Pinks only eat snails, so they can be hard to get hold of sometimes. If you breed your own, find them in the wild or buy canned, it can still be difficult. Blues are a lot bigger with a VERY varied diet of meat, insects, fruit and veg.


----------



## vibez (Jan 8, 2011)

i read up a little on them at the moment and i have seen alot of sites saying the pinks also eat earthworms is this true or is it just snails


----------



## kitschyduck (May 30, 2010)

Earthworms are ok, but you'll need snails on hand 100% of the time still.


----------



## vibez (Jan 8, 2011)

ok well im really interested in getting a skink but i wanted to know the price range nd do they come in different colours or are they all near enough the same comour


----------



## kitschyduck (May 30, 2010)

Have a look around on google. I researched about them both, but I only remember everything I learned about the blues because I ended up choosing them over the pinks. The pinks were cheaper, but do better in a group, so you'd end up spending more. Blues go for £90 to £140 for a juvenile. 

You can get lots of different colourations of BTS'. Mine is a Tiliqua gigas gigas. 

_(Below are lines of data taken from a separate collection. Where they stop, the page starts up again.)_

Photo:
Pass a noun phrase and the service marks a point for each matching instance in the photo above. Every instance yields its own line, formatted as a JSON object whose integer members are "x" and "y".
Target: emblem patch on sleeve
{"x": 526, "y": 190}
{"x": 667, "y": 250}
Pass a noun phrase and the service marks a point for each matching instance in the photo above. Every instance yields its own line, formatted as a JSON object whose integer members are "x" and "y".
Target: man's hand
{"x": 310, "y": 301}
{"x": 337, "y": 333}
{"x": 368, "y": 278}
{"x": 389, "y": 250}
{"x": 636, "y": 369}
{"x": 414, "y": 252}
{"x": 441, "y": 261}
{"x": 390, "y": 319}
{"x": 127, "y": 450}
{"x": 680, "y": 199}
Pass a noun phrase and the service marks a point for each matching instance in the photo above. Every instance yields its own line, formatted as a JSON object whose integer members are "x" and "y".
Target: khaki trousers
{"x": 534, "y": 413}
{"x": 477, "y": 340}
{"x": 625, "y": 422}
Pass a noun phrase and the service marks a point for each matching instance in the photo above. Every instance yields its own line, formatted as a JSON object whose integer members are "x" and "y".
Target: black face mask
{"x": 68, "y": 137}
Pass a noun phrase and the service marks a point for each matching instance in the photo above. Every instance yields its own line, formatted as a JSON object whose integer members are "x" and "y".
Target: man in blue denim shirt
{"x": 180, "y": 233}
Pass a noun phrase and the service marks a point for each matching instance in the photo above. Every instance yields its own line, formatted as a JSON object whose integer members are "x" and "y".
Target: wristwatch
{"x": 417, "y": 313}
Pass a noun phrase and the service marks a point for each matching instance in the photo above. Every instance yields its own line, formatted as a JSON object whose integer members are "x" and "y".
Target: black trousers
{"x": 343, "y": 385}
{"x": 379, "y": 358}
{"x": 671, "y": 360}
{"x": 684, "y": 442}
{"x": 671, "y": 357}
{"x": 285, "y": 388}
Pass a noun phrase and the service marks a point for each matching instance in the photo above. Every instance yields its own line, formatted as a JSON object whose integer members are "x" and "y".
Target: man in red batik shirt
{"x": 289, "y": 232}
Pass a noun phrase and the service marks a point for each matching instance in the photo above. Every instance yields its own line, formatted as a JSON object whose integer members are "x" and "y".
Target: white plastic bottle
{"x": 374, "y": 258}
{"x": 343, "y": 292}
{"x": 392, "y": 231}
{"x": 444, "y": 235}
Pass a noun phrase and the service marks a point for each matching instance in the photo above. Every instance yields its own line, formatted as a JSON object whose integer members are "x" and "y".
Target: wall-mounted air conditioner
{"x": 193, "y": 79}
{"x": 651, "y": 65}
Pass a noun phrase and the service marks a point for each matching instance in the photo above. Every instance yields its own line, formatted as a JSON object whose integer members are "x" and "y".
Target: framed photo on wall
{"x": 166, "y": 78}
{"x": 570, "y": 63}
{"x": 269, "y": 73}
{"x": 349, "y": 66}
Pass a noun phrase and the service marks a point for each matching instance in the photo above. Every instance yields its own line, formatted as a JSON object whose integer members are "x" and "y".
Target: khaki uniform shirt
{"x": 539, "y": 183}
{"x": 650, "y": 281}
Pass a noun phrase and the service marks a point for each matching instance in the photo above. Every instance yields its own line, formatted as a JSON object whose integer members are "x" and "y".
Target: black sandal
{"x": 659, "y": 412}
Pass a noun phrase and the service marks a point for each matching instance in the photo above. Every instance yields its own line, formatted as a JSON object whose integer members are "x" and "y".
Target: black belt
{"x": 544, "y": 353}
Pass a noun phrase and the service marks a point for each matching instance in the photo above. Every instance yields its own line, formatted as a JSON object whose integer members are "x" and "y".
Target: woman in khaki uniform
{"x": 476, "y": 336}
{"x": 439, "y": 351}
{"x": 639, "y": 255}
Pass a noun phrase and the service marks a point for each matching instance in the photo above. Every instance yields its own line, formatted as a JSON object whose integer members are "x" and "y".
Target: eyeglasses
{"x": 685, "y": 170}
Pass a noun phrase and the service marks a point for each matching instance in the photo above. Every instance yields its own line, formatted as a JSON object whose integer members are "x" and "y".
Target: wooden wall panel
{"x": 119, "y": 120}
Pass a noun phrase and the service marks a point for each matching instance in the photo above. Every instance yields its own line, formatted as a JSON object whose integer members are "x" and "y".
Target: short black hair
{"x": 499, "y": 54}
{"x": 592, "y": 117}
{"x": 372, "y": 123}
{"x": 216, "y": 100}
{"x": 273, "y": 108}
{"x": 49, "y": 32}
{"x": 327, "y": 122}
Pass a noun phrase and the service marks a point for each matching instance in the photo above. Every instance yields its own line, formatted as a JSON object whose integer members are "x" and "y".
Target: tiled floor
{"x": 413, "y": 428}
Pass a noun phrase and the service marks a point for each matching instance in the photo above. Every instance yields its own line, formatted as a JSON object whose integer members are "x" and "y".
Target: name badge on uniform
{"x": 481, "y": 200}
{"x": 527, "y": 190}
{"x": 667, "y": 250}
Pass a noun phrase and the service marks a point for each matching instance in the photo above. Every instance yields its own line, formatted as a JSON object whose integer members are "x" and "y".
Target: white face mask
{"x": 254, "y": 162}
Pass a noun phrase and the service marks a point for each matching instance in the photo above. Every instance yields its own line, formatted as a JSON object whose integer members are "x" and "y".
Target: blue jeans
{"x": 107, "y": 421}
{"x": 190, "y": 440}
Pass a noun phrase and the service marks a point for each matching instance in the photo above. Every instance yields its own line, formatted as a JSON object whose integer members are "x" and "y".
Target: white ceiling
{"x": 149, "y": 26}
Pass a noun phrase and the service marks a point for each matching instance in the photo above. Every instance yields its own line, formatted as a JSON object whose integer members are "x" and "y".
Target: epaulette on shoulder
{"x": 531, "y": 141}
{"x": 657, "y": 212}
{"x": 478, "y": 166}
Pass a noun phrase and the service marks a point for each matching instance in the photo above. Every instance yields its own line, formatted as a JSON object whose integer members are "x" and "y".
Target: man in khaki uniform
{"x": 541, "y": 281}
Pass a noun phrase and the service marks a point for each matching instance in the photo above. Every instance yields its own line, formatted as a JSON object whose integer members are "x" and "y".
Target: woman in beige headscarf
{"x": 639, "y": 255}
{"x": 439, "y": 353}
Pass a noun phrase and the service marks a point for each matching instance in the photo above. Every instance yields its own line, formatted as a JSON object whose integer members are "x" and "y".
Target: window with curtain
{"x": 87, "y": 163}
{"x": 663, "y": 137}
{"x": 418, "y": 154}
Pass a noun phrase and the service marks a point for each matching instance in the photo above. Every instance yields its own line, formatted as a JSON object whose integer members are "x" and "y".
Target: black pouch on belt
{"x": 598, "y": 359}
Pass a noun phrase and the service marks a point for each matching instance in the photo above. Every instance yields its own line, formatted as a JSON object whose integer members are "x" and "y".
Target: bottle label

Check out the photos on Blue Tongue Skinks - Welcome to BlueTongueSkinks.NET ! (and read it ALL like I did, before buying one preferably! )


----------



## vibez (Jan 8, 2011)

thanks for the advice think it will be a blue tongue for me then


----------



## kitschyduck (May 30, 2010)

Thegood thing is that they'll be easier to find as well  Still never seen a pink tongue in real life before but I'm still very interested in those as well. Good luck with your future pet!


----------



## vibez (Jan 8, 2011)

theres a pet shop by me that has two baby pinks they look great but i think personally the fact that they have a very specific diet might make them a bit harder to keep thanks


----------



## BlazzingGecko53 (Oct 19, 2009)

*Blue tongue skinks are very friendly and like to be handled also fun to watch. Mine 2 females are dog tame and will scratch the viv doors when they want to come out. Very easy to feed and never can you say I have nothing to feed them as you always have some sort of food they can eat. Mine eat peas, carrots, brocoli, coli flower, cabbage, sweet corn, apple, banana, strawberries, blue berries, mango, cooked chicken, miced beef, mealworms, crickets, locust, snails etc there is so much you can feed them and have fun trying them on different fruit and veg to see what they like and dont like. Plus mine love to come sit and watch telly with me : victory:*


----------